Para consolar a los no invitados al banquete de la vida se les decía que la muerte todo lo iguala. Lo cierto es que la muerte consigue extraños compañeros en este último viaje. Quién iba a pensar que convocaría al mismo tiempo a tres personas tan distintas y tan desconocidas entre ellas como Margaret Tatcher, Sara Montiel y Pascual Blanco.
De la Tachter, que se ganó merecidamente el apelativo de “dama de hierro” y de la que se decía que estaba dotada de lo mejores testículos de todo el Reino Unido, nada tengo yo que añadir a los múltiples comentarios que aparecen en todos los medios de comunicación, salvo que después del tatcherismo a Inglaterra no la reconocía ni la madre que la parió (alguien dijo que lo mismo iba a ocurrir aquí y ya ven)
De Sara Montiel sí que quiero dejar constancia de que la Mancha y en concreto Campo de Montiel no serían tan universales sin Don Quijote y doña Sara. Me conmovió especialmente el saber que Sara, que buscaba horizontes más amplios para sus capacidades allende la mar, aprendió a leer y a escribir en Méjico de la mano de León Felipe, nada menos. Me imagino a don León parapetado tras sus gruesas gafas de pasta, guiando las lecturas de su atractiva alumna y echando de vez en cuando un ojo al imaginable balcón mostrando el delicioso y generoso escote de Sarita.

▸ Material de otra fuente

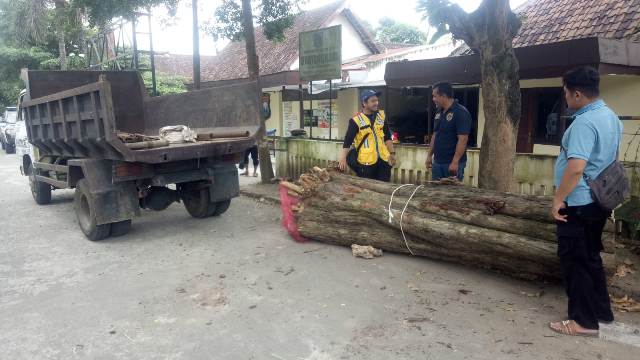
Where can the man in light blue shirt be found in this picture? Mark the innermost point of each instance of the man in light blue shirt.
(589, 146)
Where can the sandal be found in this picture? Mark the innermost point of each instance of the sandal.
(570, 327)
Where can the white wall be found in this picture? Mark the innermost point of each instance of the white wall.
(352, 45)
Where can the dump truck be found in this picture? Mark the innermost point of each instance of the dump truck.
(97, 132)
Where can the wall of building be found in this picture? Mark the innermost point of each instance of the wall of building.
(275, 121)
(352, 45)
(345, 105)
(533, 174)
(621, 93)
(618, 91)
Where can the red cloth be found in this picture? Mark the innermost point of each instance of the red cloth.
(288, 220)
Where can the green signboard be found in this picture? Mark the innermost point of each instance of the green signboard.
(321, 54)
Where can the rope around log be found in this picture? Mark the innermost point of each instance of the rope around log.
(406, 242)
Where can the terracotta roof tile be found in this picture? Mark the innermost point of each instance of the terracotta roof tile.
(276, 57)
(546, 21)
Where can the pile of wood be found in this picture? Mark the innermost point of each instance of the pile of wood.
(512, 234)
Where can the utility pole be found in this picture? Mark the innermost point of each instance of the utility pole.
(196, 46)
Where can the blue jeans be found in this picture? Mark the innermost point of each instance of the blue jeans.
(439, 171)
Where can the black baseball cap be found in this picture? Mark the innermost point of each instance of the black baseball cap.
(366, 94)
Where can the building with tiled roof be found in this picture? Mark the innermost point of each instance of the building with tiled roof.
(275, 57)
(548, 21)
(551, 21)
(556, 35)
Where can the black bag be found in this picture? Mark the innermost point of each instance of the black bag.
(611, 187)
(352, 155)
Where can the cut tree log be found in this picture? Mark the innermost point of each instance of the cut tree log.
(509, 233)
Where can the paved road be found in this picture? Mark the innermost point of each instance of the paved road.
(236, 287)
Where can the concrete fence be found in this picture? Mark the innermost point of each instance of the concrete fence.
(533, 173)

Si estas personas hubieran estado más cercanas a mí habría sentido su pérdida, pero, qué quieren, lo lamento nada más. Sin embargo la noticia de la muerte de Pascual Blanco me ha conmocionado. Pascual fue compañero mío de colegio, un surrealista colegio de posguerra arrancado de las páginas de un libro de Dickens, y nada hacía prever que ese muchacho tranquilo y algo solitario pudiera atesorar tanta sensibilidad y grnades dotes artísticas. Luego nuestras vidas tomaron vías muy distintas. Yo seguía su carrera artística de lejos, visitando sus exposiciones, ya que sus cuadros me transmitían una gran calma y una sensación de pureza y luz, hasta que hace algunos años nos reencontramos y charlamos alguna que otra vez tomando un café. Ya padecía una dolencia cardíaca y últimamente se quejaba de que no podía manejar las grandes planchas de grabado. En él siempre admiré su límpida mirada, a pesar de los avatares de la vida (su temprana y desconsolada viudez, sus esfuerzos para abrirse paso en la vida académica, su dolencia) mantenía la misma mirada de niño, tranquila y curiosa. Esa forma de mirar el mundo se transmitía a su pintura, luminosa y con una extraña cualidad de pureza primigenia.